質問!
「はぁぁぁああああああ!?」
「リーダーうるさい」
「ごめん!でも叫ぶぐらいさせてよ!」
リーダーの絶叫に耳を塞ぎながら顔をしかめて抗議してくる紅に慌てて謝りながらも、顔にデカデカと不満!書いたままリーダーは捲し立てた。
「なんで?叫ぶ要素ないだろ」
「ありまくりだわアホ!!なんだ100年後って!統一者なら100年だろうが200年だろうがそれこそ1000年後だろうが生きてんだろ?なんで任されなきゃなんねぇんだよ」
「リーダー今日は口調がブレブレね。情緒不安定?」
「紅君のせいでね!!カレンちゃんからも言ってやってよ。職務怠慢だ!って」
「職務怠慢なの?」
「それ以外の何だって言うのさ。自分で作って今まで運営してきたのに100年後には任せるって納得がいかないもん。せめてきちんとした説明が欲しいね」
叫んで喚いて取りあえずの不満を口にして多少の落ち着きを取り戻したのかブレブレだったリーダーの口調は落ち着き初め、事の詳細説明を求めようと真面目な顔で紅に向き合う。
「リーダーの真面目な顔とか珍しいもん見たわー」
「鼓膜ぶち抜くぞテメェ」
そんなリーダーを紅はまぜっかえしてまたもや声を荒げる事態になってはいるが、言葉とは裏腹に存外真剣な表情で紅はリーダーを見返して口を開き直した。

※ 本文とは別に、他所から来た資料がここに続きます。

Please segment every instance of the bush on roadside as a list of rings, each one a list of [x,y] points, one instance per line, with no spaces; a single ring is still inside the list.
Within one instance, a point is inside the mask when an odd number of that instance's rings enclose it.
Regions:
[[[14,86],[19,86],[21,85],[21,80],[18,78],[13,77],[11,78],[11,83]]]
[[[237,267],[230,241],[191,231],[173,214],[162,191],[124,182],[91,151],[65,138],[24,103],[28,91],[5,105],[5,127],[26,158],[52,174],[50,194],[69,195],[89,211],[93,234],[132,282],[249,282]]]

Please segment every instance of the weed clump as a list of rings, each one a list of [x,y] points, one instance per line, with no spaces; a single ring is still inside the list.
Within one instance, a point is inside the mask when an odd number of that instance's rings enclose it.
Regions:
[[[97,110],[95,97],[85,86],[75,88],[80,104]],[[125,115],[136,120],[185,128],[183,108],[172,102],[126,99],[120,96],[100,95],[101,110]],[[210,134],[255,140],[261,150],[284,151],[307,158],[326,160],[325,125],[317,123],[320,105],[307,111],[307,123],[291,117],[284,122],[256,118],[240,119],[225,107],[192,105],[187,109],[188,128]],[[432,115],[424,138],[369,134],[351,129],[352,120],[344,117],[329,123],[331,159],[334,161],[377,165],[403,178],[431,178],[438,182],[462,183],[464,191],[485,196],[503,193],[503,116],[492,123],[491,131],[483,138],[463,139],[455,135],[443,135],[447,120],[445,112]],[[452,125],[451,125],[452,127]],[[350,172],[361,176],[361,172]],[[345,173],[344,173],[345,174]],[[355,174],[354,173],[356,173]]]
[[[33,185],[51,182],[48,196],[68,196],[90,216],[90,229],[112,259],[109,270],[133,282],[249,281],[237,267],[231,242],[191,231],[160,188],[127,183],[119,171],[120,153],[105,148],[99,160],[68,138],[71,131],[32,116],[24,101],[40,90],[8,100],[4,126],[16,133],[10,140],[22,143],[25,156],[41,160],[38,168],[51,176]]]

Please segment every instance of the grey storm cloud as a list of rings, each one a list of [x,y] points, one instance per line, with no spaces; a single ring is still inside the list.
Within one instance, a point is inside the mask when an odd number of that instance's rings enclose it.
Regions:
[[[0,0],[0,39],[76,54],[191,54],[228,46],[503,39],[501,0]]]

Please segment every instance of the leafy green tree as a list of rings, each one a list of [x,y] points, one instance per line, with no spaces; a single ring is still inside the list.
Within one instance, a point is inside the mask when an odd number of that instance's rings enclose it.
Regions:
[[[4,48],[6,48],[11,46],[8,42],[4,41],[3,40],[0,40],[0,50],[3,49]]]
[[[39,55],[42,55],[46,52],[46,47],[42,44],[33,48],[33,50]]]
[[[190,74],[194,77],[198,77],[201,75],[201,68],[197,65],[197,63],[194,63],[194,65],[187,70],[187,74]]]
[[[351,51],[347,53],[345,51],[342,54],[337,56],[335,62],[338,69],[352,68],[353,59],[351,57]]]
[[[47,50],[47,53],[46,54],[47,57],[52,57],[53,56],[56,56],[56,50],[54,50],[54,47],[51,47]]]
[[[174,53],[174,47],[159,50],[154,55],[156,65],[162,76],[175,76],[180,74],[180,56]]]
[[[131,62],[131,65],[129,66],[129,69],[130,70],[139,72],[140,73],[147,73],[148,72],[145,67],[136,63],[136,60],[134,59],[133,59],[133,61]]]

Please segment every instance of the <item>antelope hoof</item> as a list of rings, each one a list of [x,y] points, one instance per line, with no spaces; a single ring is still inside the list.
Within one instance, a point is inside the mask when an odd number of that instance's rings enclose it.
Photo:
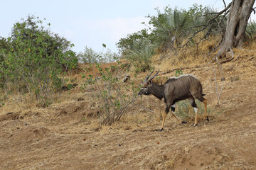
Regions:
[[[206,120],[208,121],[208,122],[210,121],[210,120],[209,120],[209,118],[208,118],[208,116],[206,116]]]

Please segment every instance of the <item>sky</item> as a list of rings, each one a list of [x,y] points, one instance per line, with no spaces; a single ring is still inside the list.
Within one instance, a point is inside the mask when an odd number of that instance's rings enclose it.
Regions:
[[[231,0],[225,0],[228,5]],[[46,18],[50,30],[75,45],[73,50],[82,52],[85,47],[102,52],[102,43],[118,52],[116,43],[128,34],[146,26],[145,16],[156,15],[155,8],[165,6],[188,9],[193,4],[223,8],[223,0],[0,0],[0,36],[10,35],[11,28],[21,18],[34,15]]]

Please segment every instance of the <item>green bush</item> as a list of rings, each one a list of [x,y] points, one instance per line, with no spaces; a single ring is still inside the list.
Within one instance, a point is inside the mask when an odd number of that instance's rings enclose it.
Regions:
[[[73,45],[46,29],[38,18],[22,21],[14,24],[8,38],[9,49],[1,50],[0,72],[14,86],[22,82],[45,105],[53,92],[61,89],[63,71],[75,68],[78,59],[69,49]]]

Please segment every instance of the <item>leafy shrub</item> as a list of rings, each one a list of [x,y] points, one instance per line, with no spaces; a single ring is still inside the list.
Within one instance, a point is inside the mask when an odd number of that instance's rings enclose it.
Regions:
[[[154,52],[154,46],[149,40],[133,40],[124,57],[132,61],[137,68],[137,72],[146,72],[151,68],[150,59]]]
[[[111,125],[131,109],[139,88],[133,81],[122,81],[125,67],[120,62],[105,69],[100,64],[96,67],[100,72],[98,75],[82,76],[86,80],[80,89],[90,91],[92,97],[98,101],[101,123]]]
[[[63,71],[76,67],[75,53],[69,50],[73,45],[46,29],[38,18],[28,16],[15,23],[7,42],[9,49],[1,50],[0,72],[14,86],[25,84],[42,105],[61,89]]]

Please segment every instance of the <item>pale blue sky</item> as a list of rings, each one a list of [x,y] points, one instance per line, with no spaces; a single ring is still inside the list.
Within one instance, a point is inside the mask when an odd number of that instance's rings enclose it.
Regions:
[[[228,4],[231,0],[225,0]],[[77,52],[85,46],[97,52],[102,44],[117,52],[116,42],[129,33],[144,28],[147,14],[155,15],[156,7],[188,8],[193,4],[223,7],[223,0],[0,0],[0,36],[7,38],[14,23],[28,15],[46,18],[50,30],[75,44]]]

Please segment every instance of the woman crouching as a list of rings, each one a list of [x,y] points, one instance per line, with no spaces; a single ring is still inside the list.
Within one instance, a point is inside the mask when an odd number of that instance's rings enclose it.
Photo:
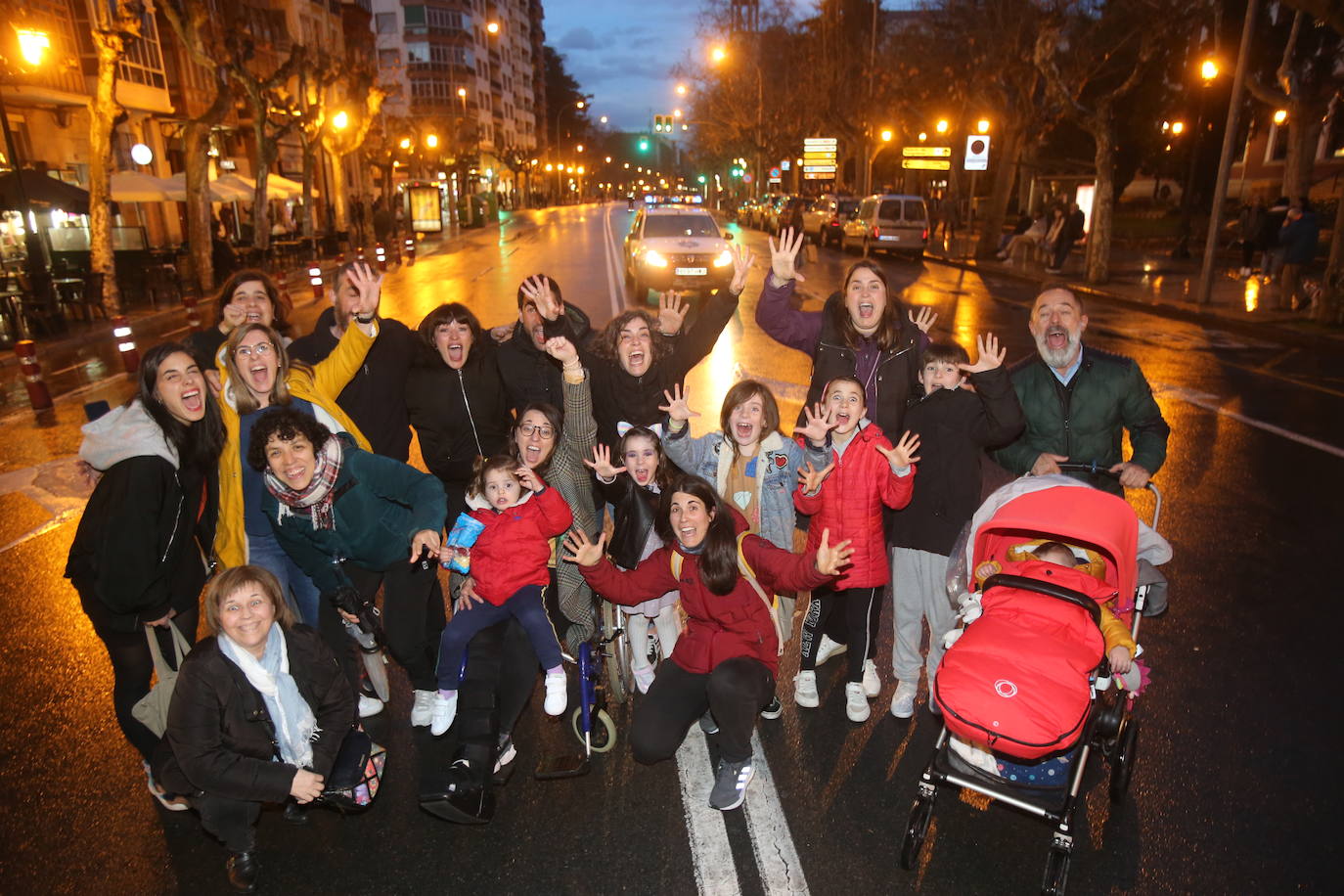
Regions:
[[[582,532],[566,545],[593,590],[613,603],[636,604],[668,591],[681,594],[685,633],[634,709],[636,762],[669,759],[698,717],[718,735],[719,766],[710,807],[742,805],[751,782],[751,728],[774,696],[780,627],[767,594],[808,591],[831,580],[849,559],[849,543],[821,533],[814,553],[790,553],[755,535],[704,480],[681,476],[663,492],[657,533],[667,547],[621,572]]]
[[[181,664],[156,775],[191,794],[202,826],[228,849],[230,885],[251,892],[261,805],[321,795],[355,725],[355,695],[321,637],[294,622],[266,570],[227,570],[204,603],[215,637]]]

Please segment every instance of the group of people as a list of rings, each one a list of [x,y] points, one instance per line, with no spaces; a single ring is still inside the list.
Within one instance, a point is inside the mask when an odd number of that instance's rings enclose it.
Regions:
[[[66,574],[151,793],[199,811],[235,888],[257,881],[261,805],[301,823],[359,719],[387,712],[362,684],[371,630],[410,682],[410,724],[456,737],[429,787],[456,799],[513,759],[539,673],[544,711],[564,711],[563,653],[594,634],[597,600],[620,604],[632,642],[652,629],[664,657],[634,650],[634,758],[671,758],[699,720],[720,758],[710,805],[728,810],[753,778],[757,717],[782,712],[786,650],[805,709],[821,703],[817,666],[847,652],[847,717],[870,717],[888,592],[890,711],[914,715],[953,622],[943,572],[986,451],[1012,474],[1097,462],[1113,490],[1161,466],[1168,429],[1141,371],[1082,344],[1067,289],[1042,292],[1038,355],[1008,371],[991,334],[974,361],[930,339],[935,314],[907,309],[867,259],[821,310],[800,310],[801,246],[789,230],[770,240],[755,310],[813,361],[792,434],[753,379],[728,390],[719,429],[691,434],[685,377],[738,312],[742,246],[728,289],[689,324],[668,294],[595,330],[539,274],[512,325],[448,302],[411,330],[379,316],[382,277],[356,263],[297,340],[276,283],[239,271],[211,328],[146,352],[136,395],[85,427],[101,480]],[[413,430],[427,472],[407,463]],[[210,637],[196,642],[199,607]],[[151,642],[171,654],[172,627],[195,646],[160,736],[133,708]]]

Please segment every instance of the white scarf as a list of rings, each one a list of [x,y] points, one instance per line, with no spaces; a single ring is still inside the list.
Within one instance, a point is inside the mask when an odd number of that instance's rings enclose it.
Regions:
[[[313,764],[313,739],[321,733],[312,707],[298,693],[298,685],[289,674],[289,645],[278,622],[270,623],[266,634],[266,650],[258,661],[249,650],[227,634],[220,633],[219,649],[235,666],[247,676],[247,684],[255,688],[266,701],[266,711],[276,725],[276,739],[280,742],[280,758],[297,768]]]

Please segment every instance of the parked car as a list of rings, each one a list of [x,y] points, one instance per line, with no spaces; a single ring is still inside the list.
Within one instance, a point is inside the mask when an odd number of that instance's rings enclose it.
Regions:
[[[844,223],[857,208],[853,196],[824,193],[802,212],[802,230],[818,246],[839,246]]]
[[[929,244],[929,210],[921,196],[882,193],[867,196],[844,223],[840,249],[902,253],[922,258]]]
[[[732,282],[731,234],[704,208],[655,206],[634,214],[625,238],[625,285],[636,302],[649,290],[710,292]]]

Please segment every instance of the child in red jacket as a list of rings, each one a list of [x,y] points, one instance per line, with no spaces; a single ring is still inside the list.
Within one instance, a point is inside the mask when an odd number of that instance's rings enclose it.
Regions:
[[[551,539],[573,525],[570,505],[535,470],[507,455],[478,462],[468,505],[485,528],[468,549],[472,574],[439,639],[434,735],[448,731],[457,715],[457,681],[468,642],[508,617],[523,625],[546,669],[546,713],[558,716],[569,703],[560,643],[546,615],[544,594],[551,582]],[[441,559],[450,560],[454,551],[461,548],[445,547]]]
[[[882,682],[872,660],[870,638],[876,637],[878,609],[890,578],[887,544],[883,531],[883,506],[899,510],[910,502],[914,489],[914,463],[919,458],[919,438],[906,433],[895,446],[878,424],[866,419],[863,384],[851,376],[839,376],[823,392],[817,414],[825,414],[832,426],[827,445],[831,463],[816,470],[810,463],[798,472],[798,490],[793,502],[812,517],[808,549],[816,547],[824,529],[833,537],[853,541],[851,564],[840,576],[812,592],[812,603],[802,622],[802,658],[793,680],[793,699],[800,707],[816,707],[816,649],[827,617],[833,610],[845,614],[851,643],[849,674],[845,684],[845,715],[849,721],[866,721],[868,700],[878,696]],[[821,447],[816,442],[813,449]],[[862,647],[862,649],[857,649]]]

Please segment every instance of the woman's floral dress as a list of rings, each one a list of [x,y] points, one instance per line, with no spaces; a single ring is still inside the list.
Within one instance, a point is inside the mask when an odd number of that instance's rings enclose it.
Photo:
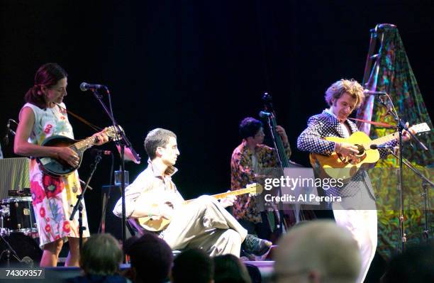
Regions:
[[[30,108],[35,114],[35,125],[29,143],[40,145],[52,135],[74,138],[65,106],[63,103],[59,105],[62,108],[55,106],[45,110],[28,103],[23,106]],[[82,192],[77,170],[65,177],[55,177],[44,173],[36,160],[30,159],[30,181],[40,246],[60,238],[65,241],[67,237],[78,238],[78,213],[73,221],[69,221],[73,209],[72,206],[75,204],[76,196]],[[88,227],[85,207],[83,209],[83,226]],[[83,237],[89,236],[89,229],[84,231]]]

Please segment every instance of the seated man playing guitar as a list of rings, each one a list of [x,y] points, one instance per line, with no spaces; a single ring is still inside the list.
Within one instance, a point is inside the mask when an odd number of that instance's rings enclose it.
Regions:
[[[125,192],[130,223],[135,219],[143,229],[159,233],[172,250],[196,248],[211,256],[239,256],[242,245],[257,255],[269,250],[271,242],[247,235],[225,209],[233,204],[233,196],[219,202],[202,196],[186,204],[172,181],[179,155],[174,133],[162,128],[151,131],[145,139],[145,149],[148,166]],[[113,211],[118,217],[121,201],[118,201]]]
[[[359,157],[363,157],[361,152],[371,150],[367,145],[357,146],[349,141],[342,141],[342,138],[349,138],[355,133],[356,135],[361,133],[356,125],[347,118],[352,111],[362,104],[364,98],[363,91],[363,87],[357,82],[352,79],[340,79],[333,84],[326,92],[326,101],[330,109],[309,118],[307,128],[298,138],[297,147],[300,150],[311,152],[312,166],[316,174],[323,174],[322,171],[326,171],[326,167],[328,166],[321,165],[318,162],[321,157],[336,157],[336,160],[332,160],[330,163],[341,165],[357,162],[358,160],[357,160]],[[408,133],[404,133],[403,140],[408,140]],[[392,147],[397,144],[396,138],[389,140],[384,144]],[[374,150],[377,152],[377,150]],[[388,151],[384,148],[379,149],[379,155],[378,152],[376,152],[377,160],[378,157],[382,158],[388,155]],[[312,158],[315,155],[319,155],[318,158]],[[350,166],[352,168],[357,168],[355,165],[352,166],[352,164],[350,164]],[[347,177],[345,176],[343,179],[348,179]],[[325,192],[328,194],[342,197],[341,202],[334,202],[332,204],[333,214],[338,225],[348,228],[359,244],[362,256],[362,266],[357,282],[362,282],[377,248],[375,196],[366,171],[357,171],[347,181],[343,187],[330,188]]]

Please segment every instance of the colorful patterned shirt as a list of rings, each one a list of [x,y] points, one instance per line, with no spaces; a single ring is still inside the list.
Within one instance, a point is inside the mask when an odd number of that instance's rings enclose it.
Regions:
[[[288,159],[291,157],[289,144],[284,145]],[[232,153],[230,160],[230,187],[236,190],[245,188],[246,185],[257,182],[255,177],[257,171],[262,168],[275,167],[277,165],[275,150],[265,145],[257,145],[252,152],[243,140]],[[254,166],[254,160],[257,164]],[[257,173],[257,172],[256,172]],[[233,204],[233,215],[237,219],[247,220],[253,223],[262,222],[260,209],[258,209],[260,196],[250,196],[243,194],[237,196]]]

「めんごめんご一応説明はするからあんま怒んなよ。けどそれにリーダーが納得するかどうかは知らないし、納得してもしなくても引き継いでもらうからそのつもりでな」
「押しつけかよ。もー紅君てそういうとこあるよね。良いよ拒否権ないなら。そのかしこっちの質問には洗いざらい答えてもらうよ?押し付けられる側の特権!」
「おう。リーダーの理解が速くて助かるわ。それでこそカミングアウトの甲斐があったってもんだよ」
「最初っから押し付ける気満々だった!?」
ショック!!と大げさに顔に出すリーダーはもう既にいつも通りだ。その順応能力に感嘆しつつもそれをおくびにも出さずに紅は話を進める。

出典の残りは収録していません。